The ‘sh’ function calls a command much like the Popen class. You can capture the output as well in a variable. Another helpful aspect is that you can add command line arguments. Here is a good example of how you can find the package name and version in a Python package.

@task
@cmdopts([('pkg=', 'p', 'The path to the package')])
def pkg_name_version():
    if not options.pkg_name_version.get('pkg'):
        print 'I need a package name'

    scratch_dir = path('scratch_dir')
    scratch_dir.mkdir()

    pkg = path(options.pkg_name_version.pkg)
    pkg.copy(scratch_dir)
    sh('tar zxvf %s' % (pkg.basename()), cwd=scratch_dir)
    name = sh('python setup.py --name', cwd=(scratch_dir / pkg.basename())).strip()
    version = sh('python setup.py --version, cwd=(scratch_dir / pkg.basename())).strip()
    print 'Name: %s' % name
    print 'Version: %s' % version

I’m making an assumption that you have a tar.gz package that has the same name as the package. The code uses a ‘-p’ or ‘–pkg’ flag to get the package name. It makes a scratch directory where it will copy the tar.gz into. From there we unpack the tar.gz and ask the package’s setup.py to tell us the name and version.

You can see it is really simple to do things like run commands in specific directories and capture input as needed. Also, Paver includes a really handy path library that helps to make path operations more intuitive.

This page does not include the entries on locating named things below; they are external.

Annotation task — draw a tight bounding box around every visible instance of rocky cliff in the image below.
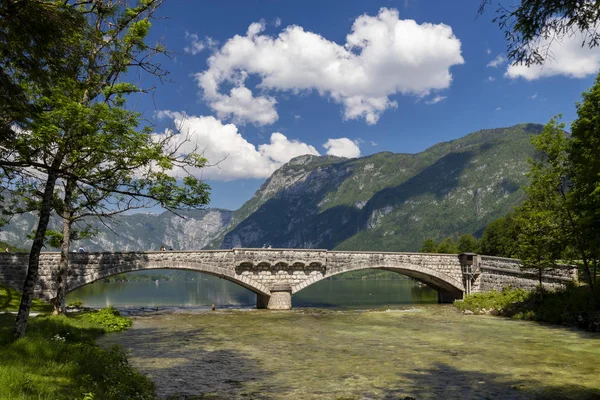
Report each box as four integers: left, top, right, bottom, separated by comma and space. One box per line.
209, 124, 542, 251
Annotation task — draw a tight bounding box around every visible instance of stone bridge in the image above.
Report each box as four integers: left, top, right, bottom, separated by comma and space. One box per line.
0, 249, 577, 309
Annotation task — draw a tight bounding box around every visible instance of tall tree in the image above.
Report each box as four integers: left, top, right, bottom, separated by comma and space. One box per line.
515, 119, 571, 287
568, 74, 600, 296
0, 0, 207, 337
480, 211, 519, 257
479, 0, 600, 65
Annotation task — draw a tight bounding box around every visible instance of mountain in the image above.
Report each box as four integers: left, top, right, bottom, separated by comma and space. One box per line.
0, 124, 542, 251
208, 124, 543, 251
0, 208, 233, 251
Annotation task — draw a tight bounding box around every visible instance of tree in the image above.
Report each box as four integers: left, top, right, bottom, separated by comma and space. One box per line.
421, 239, 437, 253
0, 0, 208, 337
567, 74, 600, 296
457, 233, 479, 253
480, 211, 519, 257
436, 237, 458, 254
479, 0, 600, 66
515, 119, 571, 294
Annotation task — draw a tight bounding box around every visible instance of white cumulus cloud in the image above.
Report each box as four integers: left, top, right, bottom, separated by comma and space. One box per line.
487, 54, 506, 68
425, 96, 446, 105
504, 27, 600, 81
196, 8, 464, 125
183, 32, 206, 56
155, 111, 360, 180
323, 138, 360, 158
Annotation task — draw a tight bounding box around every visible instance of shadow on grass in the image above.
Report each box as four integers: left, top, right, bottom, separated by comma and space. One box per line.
0, 284, 52, 312
382, 364, 600, 400
0, 315, 154, 400
456, 286, 600, 333
103, 328, 274, 399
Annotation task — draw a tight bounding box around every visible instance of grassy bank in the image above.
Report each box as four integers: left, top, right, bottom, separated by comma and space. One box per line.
454, 286, 600, 332
0, 288, 155, 400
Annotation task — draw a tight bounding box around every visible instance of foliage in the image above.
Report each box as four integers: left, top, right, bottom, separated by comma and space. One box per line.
480, 211, 519, 258
479, 0, 600, 66
421, 239, 437, 253
515, 119, 569, 285
0, 313, 155, 400
436, 237, 458, 254
454, 287, 531, 314
0, 0, 208, 337
421, 234, 479, 254
0, 284, 52, 313
456, 233, 479, 253
0, 240, 27, 253
84, 306, 132, 332
211, 124, 542, 251
67, 299, 83, 308
567, 72, 600, 296
454, 285, 600, 332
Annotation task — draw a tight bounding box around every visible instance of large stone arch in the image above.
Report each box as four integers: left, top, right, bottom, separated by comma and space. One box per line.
67, 261, 271, 295
292, 263, 464, 302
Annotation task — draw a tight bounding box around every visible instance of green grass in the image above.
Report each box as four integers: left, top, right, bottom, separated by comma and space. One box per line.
454, 286, 600, 332
0, 288, 155, 400
0, 284, 52, 312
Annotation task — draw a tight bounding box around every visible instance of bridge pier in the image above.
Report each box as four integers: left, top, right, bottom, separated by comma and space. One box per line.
256, 284, 292, 310
438, 290, 463, 303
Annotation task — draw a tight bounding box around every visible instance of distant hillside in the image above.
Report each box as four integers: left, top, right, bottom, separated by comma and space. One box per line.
209, 124, 542, 251
0, 209, 233, 251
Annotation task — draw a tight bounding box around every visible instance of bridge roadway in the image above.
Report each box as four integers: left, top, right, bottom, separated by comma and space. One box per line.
0, 249, 577, 309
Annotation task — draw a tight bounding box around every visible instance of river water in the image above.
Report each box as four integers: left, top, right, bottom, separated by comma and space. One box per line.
70, 278, 600, 400
67, 274, 437, 309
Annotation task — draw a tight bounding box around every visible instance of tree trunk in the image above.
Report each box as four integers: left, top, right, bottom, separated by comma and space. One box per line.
13, 169, 58, 338
52, 179, 75, 315
538, 268, 544, 301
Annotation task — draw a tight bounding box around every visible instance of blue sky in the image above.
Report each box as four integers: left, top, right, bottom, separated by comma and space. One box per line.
135, 0, 600, 209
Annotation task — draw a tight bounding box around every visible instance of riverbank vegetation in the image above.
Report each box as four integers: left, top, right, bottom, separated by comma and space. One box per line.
0, 287, 155, 400
454, 285, 600, 332
440, 74, 600, 332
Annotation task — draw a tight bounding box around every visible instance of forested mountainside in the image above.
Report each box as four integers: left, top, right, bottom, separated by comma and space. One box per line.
209, 124, 542, 251
0, 209, 233, 251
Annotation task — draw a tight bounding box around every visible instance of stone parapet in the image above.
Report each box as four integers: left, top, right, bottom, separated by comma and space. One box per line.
0, 249, 577, 309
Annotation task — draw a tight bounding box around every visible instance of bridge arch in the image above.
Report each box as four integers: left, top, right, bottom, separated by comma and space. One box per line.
292, 263, 464, 300
67, 261, 271, 295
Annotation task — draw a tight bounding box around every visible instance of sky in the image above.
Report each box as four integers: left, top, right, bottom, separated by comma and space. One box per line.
131, 0, 600, 209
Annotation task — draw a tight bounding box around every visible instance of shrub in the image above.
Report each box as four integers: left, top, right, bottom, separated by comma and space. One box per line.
454, 285, 600, 332
85, 306, 131, 332
67, 299, 83, 308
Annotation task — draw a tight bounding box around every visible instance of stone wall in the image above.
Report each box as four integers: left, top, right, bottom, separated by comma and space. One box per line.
0, 249, 577, 308
233, 249, 328, 293
472, 256, 577, 292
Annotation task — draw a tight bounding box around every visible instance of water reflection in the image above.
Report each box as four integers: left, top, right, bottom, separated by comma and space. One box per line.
67, 274, 437, 308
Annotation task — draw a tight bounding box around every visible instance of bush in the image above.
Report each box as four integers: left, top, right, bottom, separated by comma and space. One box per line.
67, 299, 83, 308
0, 309, 155, 400
454, 285, 600, 332
85, 306, 131, 332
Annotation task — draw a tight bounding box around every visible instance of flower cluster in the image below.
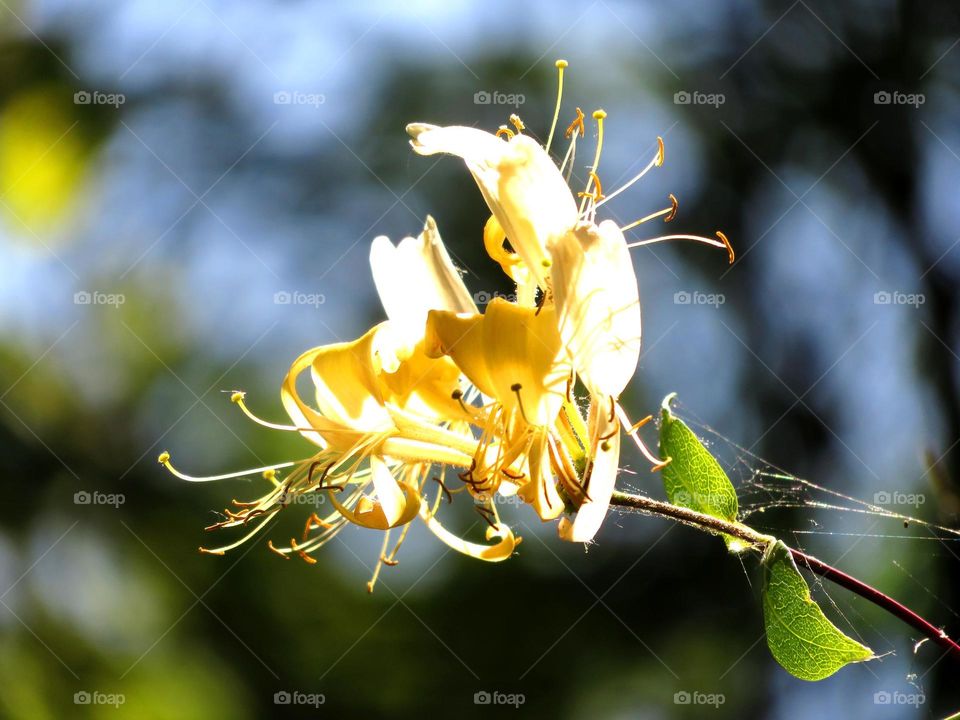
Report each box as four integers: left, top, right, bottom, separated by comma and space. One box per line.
160, 60, 733, 590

I haven’t really covered anything that isn’t in the docs, but hopefully you can see how some of its tools help make simple throw away scripts easier. It should also be clear that Paver doesn’t make these scripts perfect. You can see from my example above that in order to provide a better interface you’d probably want to use something than Paver’s built in command line options support. But for a throw away script, it is simple and gets the job done. The same goes for the path library. Sometimes it can be a little verbose at times because you need to be more specific by using things like the basename or abspath method. Again, it gets the job done adding just the right amount of framework to make things easier, not perfect.

The big win with Paver is that you have all the benefits of a Python environment while having easy access to the shell. Here is an example of reading and filtering a log file with Popen vs. Paver.

@task
def read_with_popen():
    log = path('/var/log/app.log')

    p1 = Popen(['tail', '-f', log], stdout=PIPE)
    p2 = Popen(['grep', 'foo'], stdin=p1.stdout, stdout=PIPE)
    p3 = Popen(['grep', '-v', 'bar'], stdin=p2.stdout)

@task
def read_with_sh():
    log = path('/var/log/app.log')
    sh('tail -f %s | grep foo | grep -v bar' % log)

You can always redirect the output to some file or you could use the ‘capture=True’ argument in the ‘sh’ call to do further processing. Either method certainly works, but for a quick script, Paver does a great job utilizing an obvious pattern that allows quick access from Python.

I’ve never been a huge advocate of Paver in the past because it didn’t seem like a critical tool, but I’m beginning to become a real fan. It is a tool that you can live without if you’ve never had it, but once you recognize where it excels and you begin to use it, it quickly becomes indispensable.